The bridge-in-a-weekend replacement scheme has proven very successful for conventional bridges: highway, railroad, road crossing, and river crossing. Massachusetts in particular has made good use of it to put a dent in its maint backlog, including on the Fairmount Line commuter rail.
But there is a biiiiiiiiiiig difference between that prefab I-84 bridge and a movable span over a major navigable river. For one, staging space. You have to assemble each span of the bridge whole and be able to set up cranes and jacks to slide it into place. That takes an enormous amount of side room, which is usually available around suburban highways but not so much around densely-packed downtowns and especially densely-packed downtown waterfronts. There's zero room (esp. on the west shore) on the sides of the Norwalk River to stage anything for a replacement, much less a replacement containing all the movable-span machinery. Second, you'd never be able to swap out a replacement deck onto the same pilings here like you would a cookie-cutter 1950's highway bridge. That doesn't work when the bridge is quite this old and would need major remediation work on the supports. This is why the replacements of all remaining NEC movable spans call for the new bridges to be constructed adjacent to the old instead of on top of the old one rail deck at a time...all-new pilings needed as well. They've pretty much replaced all the bridges whose new decks can feasibly be plopped on the same supports...the really hard ones are the only ones left to go.
And finally, the bridge is unreliable in large part because it's an outdated swing design on a river that no longer has water traffic fitting the profile of a swing's specialty. They want to replace it with a fast-opening lift span that has redundancy for lifts one pair of tracks at a time. Lifts work great over navigable rivers where there isn't a need for particularly tall ships...they go up and down fast and can go up to adjustable height instead of all-or-none, don't have a lot of moving parts and aren't as failure-prone or maintenance-heavy as swings or bascules, are (relatively) cost-efficient to build compared to other types, the decks can be much heavier and more durable to maintain without requiring oversize counterweights, and they allow for a wide water channel with least risk of barge strikes because all the parts get stuffed vertical in the towers. For the Norwalk River this is ideal: it still has lots of short barge traffic, but only a little bit of recreational traffic north of the harbor. A lift would significantly widen the channel and let the boats get in and out faster when it's open, in addition to being superior for rail traffic. If they've got to do a permanent fix...it's best to do it as a lift instead of another swing.

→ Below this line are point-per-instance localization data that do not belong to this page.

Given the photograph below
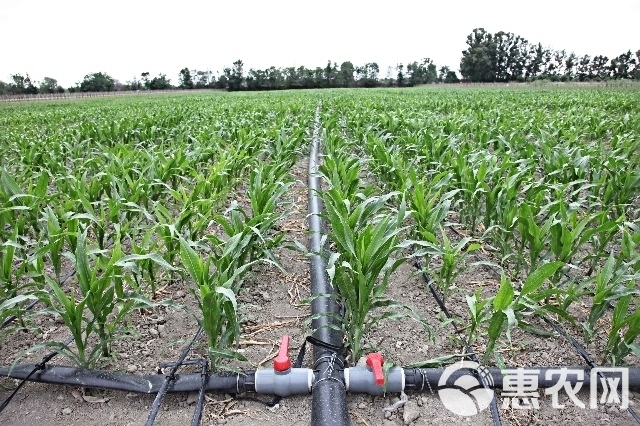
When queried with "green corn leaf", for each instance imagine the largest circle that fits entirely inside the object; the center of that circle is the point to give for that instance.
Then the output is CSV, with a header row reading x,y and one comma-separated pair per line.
x,y
505,294
539,276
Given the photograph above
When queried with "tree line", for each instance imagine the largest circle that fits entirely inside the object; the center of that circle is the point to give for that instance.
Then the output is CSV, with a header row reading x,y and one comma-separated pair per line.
x,y
497,57
506,57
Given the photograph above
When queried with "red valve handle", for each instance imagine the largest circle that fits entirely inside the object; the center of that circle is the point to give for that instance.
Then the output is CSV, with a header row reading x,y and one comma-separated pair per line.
x,y
282,361
375,361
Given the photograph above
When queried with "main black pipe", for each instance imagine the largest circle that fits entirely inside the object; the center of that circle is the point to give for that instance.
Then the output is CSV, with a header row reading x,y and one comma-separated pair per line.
x,y
417,380
329,403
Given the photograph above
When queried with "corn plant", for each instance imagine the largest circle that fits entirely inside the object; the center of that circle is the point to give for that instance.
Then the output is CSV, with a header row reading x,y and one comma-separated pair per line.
x,y
102,293
511,306
366,238
217,280
610,284
452,258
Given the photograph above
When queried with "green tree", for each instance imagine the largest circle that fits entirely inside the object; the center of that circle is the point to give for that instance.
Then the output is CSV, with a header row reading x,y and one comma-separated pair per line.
x,y
478,59
185,79
400,75
431,73
584,68
622,65
161,82
345,75
451,77
97,82
23,85
145,80
235,76
48,85
569,66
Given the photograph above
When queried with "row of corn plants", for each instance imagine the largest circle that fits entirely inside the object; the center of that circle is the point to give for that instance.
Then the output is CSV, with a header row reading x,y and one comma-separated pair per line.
x,y
546,187
118,197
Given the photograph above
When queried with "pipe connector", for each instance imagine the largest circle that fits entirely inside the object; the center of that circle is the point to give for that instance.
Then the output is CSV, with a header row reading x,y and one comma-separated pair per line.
x,y
362,380
290,382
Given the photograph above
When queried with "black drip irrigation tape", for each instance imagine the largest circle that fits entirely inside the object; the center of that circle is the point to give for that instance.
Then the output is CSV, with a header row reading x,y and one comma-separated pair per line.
x,y
38,367
222,382
169,379
495,414
584,354
329,401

BTW...modern swings work best when you've got heavier traffic of tall--but not wide or heavy--boats that need to keep an orderly pace to "the side of the road" when passing each other. Mystic River and Colt's Cove, New London, have those 1984-construction swings on the NEC right by large recreational docks. Lot of taller-mast sailboats that go in and out of the coves near the same time of day and have to form a queue on either side of the bridge to pass each other simultaneously during openings, but not a lot of openings on off- boating hours, offseason, or with anything time-sensitive on a set schedule. They're small boats, not barges, so the bridge-strike risk is minimal and the passing quenes can be allowed to line up before an opening. And because of the strictly rec. nature of the boating if the swing is having mechanical trouble and has to stay in the closed position as fail-safe while being serviced, the rec. boat owners are expected to suck it up and go elsewhere. Whereas you can't really tell a commercial barge, ferry, or the military to go bring their pickup truck to the nearest dock and take their boat out of the water if the swing is temporarily out-of-service.

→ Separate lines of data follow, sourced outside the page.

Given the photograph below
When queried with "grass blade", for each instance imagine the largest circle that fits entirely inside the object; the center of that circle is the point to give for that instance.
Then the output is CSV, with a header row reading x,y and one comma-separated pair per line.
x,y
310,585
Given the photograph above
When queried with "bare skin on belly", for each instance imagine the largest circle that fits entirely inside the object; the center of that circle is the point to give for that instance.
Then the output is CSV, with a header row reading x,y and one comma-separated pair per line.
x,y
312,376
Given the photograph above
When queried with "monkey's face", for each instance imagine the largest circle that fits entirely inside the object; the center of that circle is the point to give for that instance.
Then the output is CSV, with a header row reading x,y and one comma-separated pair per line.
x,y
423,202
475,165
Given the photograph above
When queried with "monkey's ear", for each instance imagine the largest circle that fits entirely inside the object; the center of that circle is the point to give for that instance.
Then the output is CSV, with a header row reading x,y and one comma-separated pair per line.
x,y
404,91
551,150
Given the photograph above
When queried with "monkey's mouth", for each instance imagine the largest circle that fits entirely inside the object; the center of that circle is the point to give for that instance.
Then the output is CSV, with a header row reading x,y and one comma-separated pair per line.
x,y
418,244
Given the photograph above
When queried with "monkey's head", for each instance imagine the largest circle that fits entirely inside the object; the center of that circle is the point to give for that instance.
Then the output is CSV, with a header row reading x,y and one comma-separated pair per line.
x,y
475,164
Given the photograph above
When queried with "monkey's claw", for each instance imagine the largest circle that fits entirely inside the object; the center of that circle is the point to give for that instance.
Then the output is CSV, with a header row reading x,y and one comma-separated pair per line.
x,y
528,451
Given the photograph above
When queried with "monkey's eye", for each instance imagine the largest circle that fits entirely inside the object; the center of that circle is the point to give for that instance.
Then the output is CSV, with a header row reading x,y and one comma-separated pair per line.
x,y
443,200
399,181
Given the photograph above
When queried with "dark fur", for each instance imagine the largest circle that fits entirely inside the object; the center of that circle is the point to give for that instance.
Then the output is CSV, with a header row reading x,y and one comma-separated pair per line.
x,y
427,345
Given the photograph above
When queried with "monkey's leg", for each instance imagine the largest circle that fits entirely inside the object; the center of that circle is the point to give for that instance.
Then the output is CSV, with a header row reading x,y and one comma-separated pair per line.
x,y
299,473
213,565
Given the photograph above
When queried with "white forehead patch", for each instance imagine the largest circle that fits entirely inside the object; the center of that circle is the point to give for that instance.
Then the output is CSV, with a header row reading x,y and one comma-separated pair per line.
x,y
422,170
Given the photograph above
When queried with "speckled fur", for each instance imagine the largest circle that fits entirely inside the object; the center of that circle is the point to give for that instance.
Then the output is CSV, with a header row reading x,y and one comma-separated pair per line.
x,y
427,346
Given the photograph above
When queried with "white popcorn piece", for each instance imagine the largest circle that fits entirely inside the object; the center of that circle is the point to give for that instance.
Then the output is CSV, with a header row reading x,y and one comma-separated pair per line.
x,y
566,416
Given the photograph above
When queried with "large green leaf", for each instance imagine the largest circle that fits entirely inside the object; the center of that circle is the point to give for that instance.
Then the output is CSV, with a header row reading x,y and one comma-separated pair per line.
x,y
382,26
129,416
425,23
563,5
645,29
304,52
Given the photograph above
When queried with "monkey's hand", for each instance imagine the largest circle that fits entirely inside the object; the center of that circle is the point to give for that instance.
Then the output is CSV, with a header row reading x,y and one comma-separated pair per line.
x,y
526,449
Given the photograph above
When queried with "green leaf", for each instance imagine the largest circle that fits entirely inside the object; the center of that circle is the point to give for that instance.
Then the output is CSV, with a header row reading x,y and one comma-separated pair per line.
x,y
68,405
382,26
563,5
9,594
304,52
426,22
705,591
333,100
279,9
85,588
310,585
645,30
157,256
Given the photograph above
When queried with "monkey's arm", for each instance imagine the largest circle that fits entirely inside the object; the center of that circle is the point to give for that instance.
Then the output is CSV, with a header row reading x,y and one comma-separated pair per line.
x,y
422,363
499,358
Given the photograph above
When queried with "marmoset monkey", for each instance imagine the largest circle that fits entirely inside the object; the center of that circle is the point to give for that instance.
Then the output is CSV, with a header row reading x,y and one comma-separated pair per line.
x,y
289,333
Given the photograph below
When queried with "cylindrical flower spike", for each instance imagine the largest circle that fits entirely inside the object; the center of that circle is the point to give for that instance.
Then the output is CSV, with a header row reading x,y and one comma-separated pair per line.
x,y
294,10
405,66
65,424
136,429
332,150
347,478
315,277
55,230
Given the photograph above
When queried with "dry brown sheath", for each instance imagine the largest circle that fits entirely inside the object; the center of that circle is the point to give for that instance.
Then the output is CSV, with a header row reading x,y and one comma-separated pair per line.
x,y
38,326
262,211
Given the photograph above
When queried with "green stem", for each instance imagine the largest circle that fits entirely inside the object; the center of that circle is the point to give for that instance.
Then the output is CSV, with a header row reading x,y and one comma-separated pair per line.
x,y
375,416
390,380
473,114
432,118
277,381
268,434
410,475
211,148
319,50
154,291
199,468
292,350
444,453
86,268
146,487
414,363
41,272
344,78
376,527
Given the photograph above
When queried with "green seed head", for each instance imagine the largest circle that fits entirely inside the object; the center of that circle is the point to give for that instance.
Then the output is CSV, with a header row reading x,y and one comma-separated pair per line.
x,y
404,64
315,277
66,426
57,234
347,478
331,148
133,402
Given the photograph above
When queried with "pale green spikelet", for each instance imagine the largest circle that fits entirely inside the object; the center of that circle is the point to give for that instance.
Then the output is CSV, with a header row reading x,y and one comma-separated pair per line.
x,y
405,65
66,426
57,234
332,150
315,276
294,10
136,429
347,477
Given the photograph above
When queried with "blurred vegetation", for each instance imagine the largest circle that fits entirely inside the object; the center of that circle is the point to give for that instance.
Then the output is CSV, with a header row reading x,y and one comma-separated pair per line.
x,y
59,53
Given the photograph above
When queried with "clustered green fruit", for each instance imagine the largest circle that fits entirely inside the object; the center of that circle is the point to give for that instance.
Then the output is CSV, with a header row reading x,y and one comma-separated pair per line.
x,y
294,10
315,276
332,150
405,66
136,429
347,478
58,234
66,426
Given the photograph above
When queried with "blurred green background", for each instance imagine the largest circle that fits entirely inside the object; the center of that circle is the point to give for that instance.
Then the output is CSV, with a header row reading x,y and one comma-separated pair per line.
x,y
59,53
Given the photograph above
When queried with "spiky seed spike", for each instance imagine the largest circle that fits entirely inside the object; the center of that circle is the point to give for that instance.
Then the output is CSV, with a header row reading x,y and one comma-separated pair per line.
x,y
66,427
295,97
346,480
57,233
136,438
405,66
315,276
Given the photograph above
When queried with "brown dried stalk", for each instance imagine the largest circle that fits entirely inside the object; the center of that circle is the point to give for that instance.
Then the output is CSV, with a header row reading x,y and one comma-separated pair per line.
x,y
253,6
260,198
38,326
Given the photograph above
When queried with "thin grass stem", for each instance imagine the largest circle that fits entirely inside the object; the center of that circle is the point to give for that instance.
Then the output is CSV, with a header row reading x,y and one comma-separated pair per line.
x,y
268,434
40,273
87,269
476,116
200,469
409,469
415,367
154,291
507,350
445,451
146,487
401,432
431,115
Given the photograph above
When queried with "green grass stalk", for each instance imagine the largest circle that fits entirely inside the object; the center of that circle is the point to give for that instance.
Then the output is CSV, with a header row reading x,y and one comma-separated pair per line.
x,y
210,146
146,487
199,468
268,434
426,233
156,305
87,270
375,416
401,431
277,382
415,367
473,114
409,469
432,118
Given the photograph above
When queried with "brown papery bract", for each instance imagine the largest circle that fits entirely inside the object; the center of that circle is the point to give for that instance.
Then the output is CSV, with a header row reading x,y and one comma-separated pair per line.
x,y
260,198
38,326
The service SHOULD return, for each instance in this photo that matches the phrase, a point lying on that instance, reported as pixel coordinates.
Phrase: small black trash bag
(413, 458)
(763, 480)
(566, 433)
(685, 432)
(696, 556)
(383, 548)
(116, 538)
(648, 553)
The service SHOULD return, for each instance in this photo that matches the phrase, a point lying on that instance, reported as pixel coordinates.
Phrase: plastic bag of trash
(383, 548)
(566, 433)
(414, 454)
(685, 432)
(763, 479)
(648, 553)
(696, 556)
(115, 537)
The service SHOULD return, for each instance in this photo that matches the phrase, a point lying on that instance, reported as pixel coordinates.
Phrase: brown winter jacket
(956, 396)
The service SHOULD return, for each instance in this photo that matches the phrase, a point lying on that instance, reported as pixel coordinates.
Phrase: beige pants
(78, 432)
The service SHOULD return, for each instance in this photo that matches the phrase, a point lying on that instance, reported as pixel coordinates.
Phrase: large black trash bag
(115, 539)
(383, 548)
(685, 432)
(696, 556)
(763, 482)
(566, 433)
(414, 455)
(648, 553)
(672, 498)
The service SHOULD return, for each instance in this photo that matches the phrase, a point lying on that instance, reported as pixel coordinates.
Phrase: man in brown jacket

Everywhere else on the Sound the preference is for lifts (like the Thames River bridge was retrofitted into) or generic bascules (CT River bridge replacement), because those can be built with the span-per-track redundancy and fit the profile of the relatively modest water traffic of the navigable rivers on the NEC. And that's why--when they've only got one shot to do it--they go for purging the swings everywhere except for those 2 specific recent-construction ones in New London County that fit a very specific boat traffic niche.